Gonzalez also blames President Trump’s rhetoric, which he says is adding to the civil disobedience.

“The President, instead of calming things, is inflaming things,” he said.

And the problems couldn’t have come at a worst time. The store closed for a week when the county first launched emergency restrictions due to the COVID-19 pandemic, and had only been running part-time since then.

“The last two months we’ve only made enough to pay rent,” Gonzalez said.

“This leaves six persons without a job. I don’t know how long it will be before they repair the building. It’s five families that no longer have any income,” Gonzalez said.

Good Samaritans

But as often happens, amidst the dark clouds of looting and damages there was also a ray of sunshine.

Crews of individuals who had seen the damage showed up Tuesday morning, June 2, with brooms and shovels to sweep trash, clean graffiti and pickup debris all along Van Nuys Boulevard. They were volunteers simply trying to help.

Oscar Urrutia was one of the volunteers. He vigorously scrubbed the wall of a looted and boarded Boost Mobile phone store on the corner of Gilmore Street and Van Nuys Boulevard.
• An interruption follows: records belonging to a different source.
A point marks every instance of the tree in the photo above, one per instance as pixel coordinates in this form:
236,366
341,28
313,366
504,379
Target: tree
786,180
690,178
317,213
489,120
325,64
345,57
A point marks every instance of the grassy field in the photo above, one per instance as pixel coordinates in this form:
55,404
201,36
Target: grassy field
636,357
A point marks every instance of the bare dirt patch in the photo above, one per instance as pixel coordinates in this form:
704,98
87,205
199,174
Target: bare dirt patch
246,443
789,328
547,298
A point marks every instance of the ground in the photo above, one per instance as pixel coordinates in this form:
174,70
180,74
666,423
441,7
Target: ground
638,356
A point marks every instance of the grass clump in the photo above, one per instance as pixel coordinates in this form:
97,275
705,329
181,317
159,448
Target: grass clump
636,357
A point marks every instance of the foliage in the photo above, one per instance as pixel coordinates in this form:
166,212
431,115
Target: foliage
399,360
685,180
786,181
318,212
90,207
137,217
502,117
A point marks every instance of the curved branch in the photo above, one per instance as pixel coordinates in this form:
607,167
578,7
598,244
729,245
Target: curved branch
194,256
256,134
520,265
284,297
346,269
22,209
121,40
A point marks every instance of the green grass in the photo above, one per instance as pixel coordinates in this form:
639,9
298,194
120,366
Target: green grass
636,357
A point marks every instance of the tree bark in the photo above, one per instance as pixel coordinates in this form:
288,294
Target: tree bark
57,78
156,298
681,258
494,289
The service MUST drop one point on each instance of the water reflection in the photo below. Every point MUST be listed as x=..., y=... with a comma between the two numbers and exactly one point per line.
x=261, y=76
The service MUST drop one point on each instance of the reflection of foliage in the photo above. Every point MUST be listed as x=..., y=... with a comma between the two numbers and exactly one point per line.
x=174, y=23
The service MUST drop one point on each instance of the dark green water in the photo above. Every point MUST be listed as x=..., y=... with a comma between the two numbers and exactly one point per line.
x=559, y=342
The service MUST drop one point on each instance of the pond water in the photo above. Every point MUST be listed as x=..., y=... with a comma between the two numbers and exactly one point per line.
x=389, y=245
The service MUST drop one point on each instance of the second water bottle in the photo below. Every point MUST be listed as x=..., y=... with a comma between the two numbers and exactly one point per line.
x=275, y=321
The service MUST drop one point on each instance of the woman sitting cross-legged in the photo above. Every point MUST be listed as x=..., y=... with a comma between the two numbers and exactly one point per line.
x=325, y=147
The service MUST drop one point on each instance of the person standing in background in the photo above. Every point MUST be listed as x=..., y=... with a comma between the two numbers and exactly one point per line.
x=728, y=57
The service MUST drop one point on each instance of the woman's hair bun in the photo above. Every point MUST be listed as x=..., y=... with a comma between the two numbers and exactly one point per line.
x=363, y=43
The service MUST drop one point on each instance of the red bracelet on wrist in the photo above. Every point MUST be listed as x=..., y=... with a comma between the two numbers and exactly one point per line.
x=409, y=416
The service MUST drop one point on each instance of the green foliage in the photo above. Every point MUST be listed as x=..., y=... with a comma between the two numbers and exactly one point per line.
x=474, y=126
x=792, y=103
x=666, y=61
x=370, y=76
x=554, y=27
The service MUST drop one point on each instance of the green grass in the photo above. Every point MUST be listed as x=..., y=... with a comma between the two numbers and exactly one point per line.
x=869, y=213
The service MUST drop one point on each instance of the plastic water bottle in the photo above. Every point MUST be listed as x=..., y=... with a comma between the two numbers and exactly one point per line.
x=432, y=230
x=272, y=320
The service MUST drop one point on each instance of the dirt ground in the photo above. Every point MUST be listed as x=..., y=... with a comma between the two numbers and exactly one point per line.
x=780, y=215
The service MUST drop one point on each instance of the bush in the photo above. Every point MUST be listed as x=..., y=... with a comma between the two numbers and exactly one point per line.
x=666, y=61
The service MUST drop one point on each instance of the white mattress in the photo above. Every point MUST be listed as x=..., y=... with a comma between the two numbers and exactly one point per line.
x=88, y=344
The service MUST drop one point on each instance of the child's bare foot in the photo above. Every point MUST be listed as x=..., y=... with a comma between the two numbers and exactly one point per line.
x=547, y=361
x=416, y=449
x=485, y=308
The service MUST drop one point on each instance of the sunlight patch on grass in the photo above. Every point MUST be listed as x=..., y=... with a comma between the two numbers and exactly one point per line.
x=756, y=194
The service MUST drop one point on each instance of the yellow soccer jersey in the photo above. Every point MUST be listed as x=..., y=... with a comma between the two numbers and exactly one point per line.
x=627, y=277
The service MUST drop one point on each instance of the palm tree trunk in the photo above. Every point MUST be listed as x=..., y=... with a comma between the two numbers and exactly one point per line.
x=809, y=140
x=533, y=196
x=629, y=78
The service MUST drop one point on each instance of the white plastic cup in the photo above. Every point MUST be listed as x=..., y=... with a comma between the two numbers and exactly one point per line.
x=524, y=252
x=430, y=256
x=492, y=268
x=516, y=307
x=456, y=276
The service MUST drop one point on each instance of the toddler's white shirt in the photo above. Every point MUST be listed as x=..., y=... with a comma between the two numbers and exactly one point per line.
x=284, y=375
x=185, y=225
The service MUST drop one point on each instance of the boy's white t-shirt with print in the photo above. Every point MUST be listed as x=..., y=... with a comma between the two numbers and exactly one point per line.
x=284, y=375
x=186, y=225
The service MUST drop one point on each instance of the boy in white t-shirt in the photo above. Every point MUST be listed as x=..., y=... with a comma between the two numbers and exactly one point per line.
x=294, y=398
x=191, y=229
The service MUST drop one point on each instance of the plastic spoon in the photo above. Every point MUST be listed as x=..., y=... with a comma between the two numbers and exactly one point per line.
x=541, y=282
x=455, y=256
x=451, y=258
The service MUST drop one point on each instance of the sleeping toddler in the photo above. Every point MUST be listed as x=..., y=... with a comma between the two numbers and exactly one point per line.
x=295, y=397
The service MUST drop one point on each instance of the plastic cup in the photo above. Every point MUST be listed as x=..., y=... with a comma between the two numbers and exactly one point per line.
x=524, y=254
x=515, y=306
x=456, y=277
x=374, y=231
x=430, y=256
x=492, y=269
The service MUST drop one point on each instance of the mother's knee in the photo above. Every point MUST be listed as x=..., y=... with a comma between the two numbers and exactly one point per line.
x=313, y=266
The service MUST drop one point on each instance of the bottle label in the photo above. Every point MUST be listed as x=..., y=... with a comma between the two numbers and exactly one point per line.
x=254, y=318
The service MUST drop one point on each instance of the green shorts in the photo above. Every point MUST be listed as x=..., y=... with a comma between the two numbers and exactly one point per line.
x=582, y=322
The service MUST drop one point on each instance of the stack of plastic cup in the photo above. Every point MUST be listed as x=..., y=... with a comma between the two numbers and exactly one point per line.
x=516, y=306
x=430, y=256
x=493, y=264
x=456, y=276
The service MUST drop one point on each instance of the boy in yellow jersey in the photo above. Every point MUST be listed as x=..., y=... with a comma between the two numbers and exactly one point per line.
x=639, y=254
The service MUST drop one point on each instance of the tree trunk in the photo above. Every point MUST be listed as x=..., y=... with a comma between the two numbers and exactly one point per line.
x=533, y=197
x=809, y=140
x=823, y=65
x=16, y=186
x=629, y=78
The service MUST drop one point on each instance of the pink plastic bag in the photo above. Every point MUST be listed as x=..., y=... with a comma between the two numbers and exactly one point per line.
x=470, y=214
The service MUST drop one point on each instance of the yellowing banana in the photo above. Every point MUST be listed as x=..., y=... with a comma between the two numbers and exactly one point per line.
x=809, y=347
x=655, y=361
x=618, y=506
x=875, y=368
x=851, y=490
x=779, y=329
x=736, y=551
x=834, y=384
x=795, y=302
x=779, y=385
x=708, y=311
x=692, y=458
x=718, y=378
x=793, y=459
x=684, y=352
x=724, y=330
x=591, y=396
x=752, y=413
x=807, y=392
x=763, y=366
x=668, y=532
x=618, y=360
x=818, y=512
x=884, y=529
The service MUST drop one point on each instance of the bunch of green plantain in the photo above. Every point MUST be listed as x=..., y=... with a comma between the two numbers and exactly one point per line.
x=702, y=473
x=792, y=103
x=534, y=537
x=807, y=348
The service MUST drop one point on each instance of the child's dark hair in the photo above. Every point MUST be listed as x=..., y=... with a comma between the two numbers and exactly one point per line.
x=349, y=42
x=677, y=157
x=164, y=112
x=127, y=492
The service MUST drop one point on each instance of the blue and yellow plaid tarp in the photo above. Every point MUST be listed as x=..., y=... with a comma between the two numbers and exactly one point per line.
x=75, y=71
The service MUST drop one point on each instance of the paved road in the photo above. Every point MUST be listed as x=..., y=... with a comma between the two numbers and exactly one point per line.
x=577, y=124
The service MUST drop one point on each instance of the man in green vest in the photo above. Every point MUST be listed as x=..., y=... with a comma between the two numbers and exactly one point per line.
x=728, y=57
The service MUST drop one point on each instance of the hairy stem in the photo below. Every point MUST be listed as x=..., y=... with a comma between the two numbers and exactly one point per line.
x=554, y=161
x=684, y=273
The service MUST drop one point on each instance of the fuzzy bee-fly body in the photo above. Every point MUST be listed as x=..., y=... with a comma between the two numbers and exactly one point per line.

He had been there since 9 a.m., and was planning to stay there several more hours.

“Right now Van Nuys needs our help,” said Urrutia, for whom it was also a personal issue: his friend is the owner of the looted store.

“We’re just trying to be a good neighbor. They (businesses) are having a hard time as it is, and they need all the help they can get.”

Urrutia was also critical of the looting, which he says has nothing to do with the protests.

“It’s not fair to business owners who have nothing to do with this,” he said.